No less egregiously, Milo’s brand of anti-PC revolt may play well with those people who already hate PC with a passion, but it alienates everyone else. (It even alienates some PC-haters: a friend of mine who is passionately anti-PC, and who at one point followed Milo on Twitter on my recommendation, told me she unfollowed him in a few days because she was fed up with his “kidding-on-the-square misogyny.”) If anything, it validates PC. One of the chief arguments made in defense of the PC regime is that “political correctness” is really about nothing more than treating people with respect and recognizing the equal dignity of women, racial minorities, and other groups historically treated as inferior. When Milo’s idea of defying PC is this…
… well, it certainly seems to lend some credence to the “PC is respect” formula, doesn’t it?
In the end, the Milo debacle actually has some important lessons for conservatives, libertarians, and anti-PC liberals. For instance:
- The enemy of your enemy is not necessarily your friend.
- Making “social justice warriors” apoplectic is not an accomplishment. (For one thing, it’s far too easy.)

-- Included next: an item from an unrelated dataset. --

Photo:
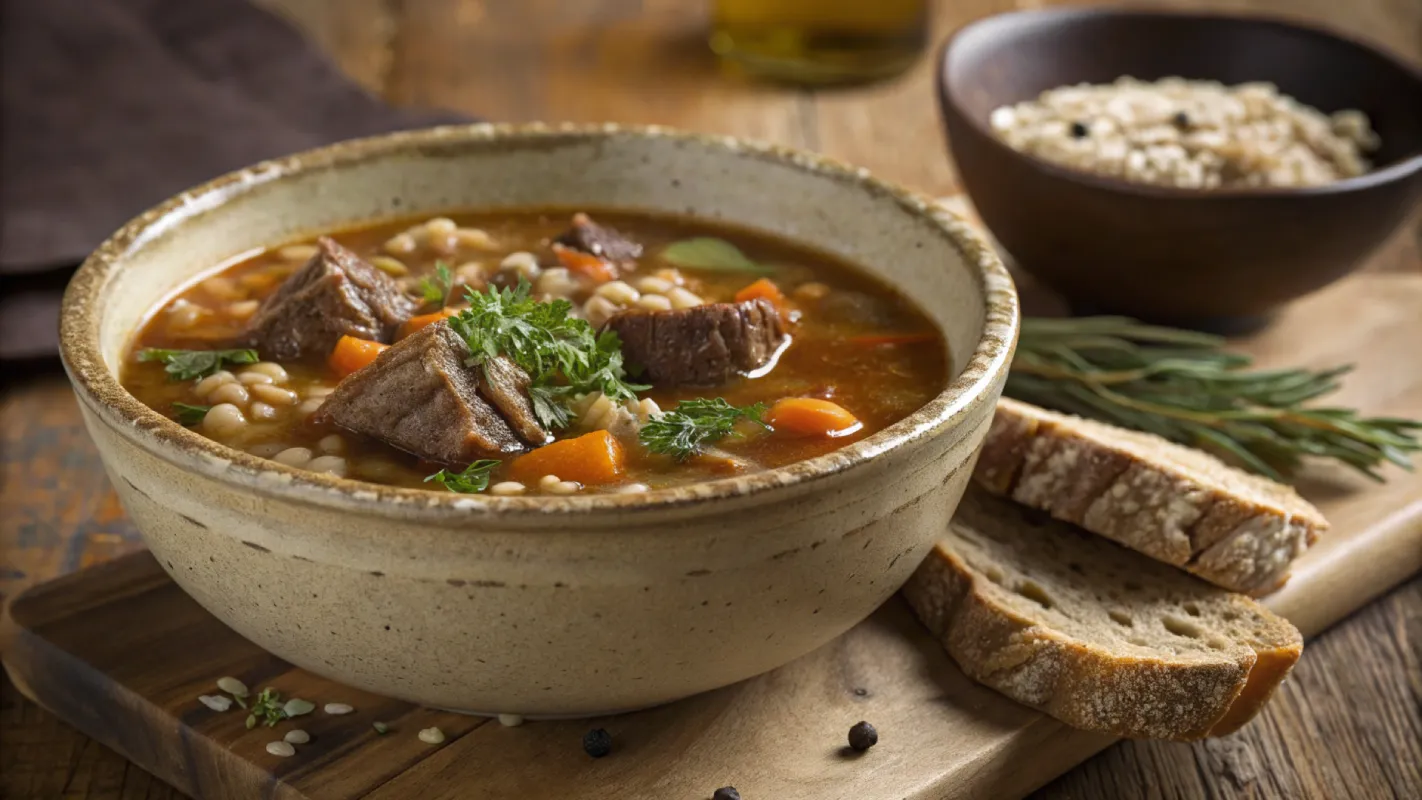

- And most important: Speaking up for other people’s humanity and dignity, and against actual bigotry — not the nonsense version promoted by PC culture — is not “political correctness” or “virtue signaling,” it’s simple human decency.
As for Milo himself: He, too, deserves human decency. At his press conference, he said that after a misspent youth he decided a few years ago that he wanted to “do something good with [his] life.” I’m pretty sure what he’s been doing for the past couple of years isn’t it. But there’s still plenty of time, and if Milo’s next self-reinvention takes him in a better direction I’ll be the first to cheer.
Update: Due to an editing glitch, the piece originally referred to Shanley Kane having a neo-Nazi boyfriend. It should have been “ex-boyfriend.” I regret the error.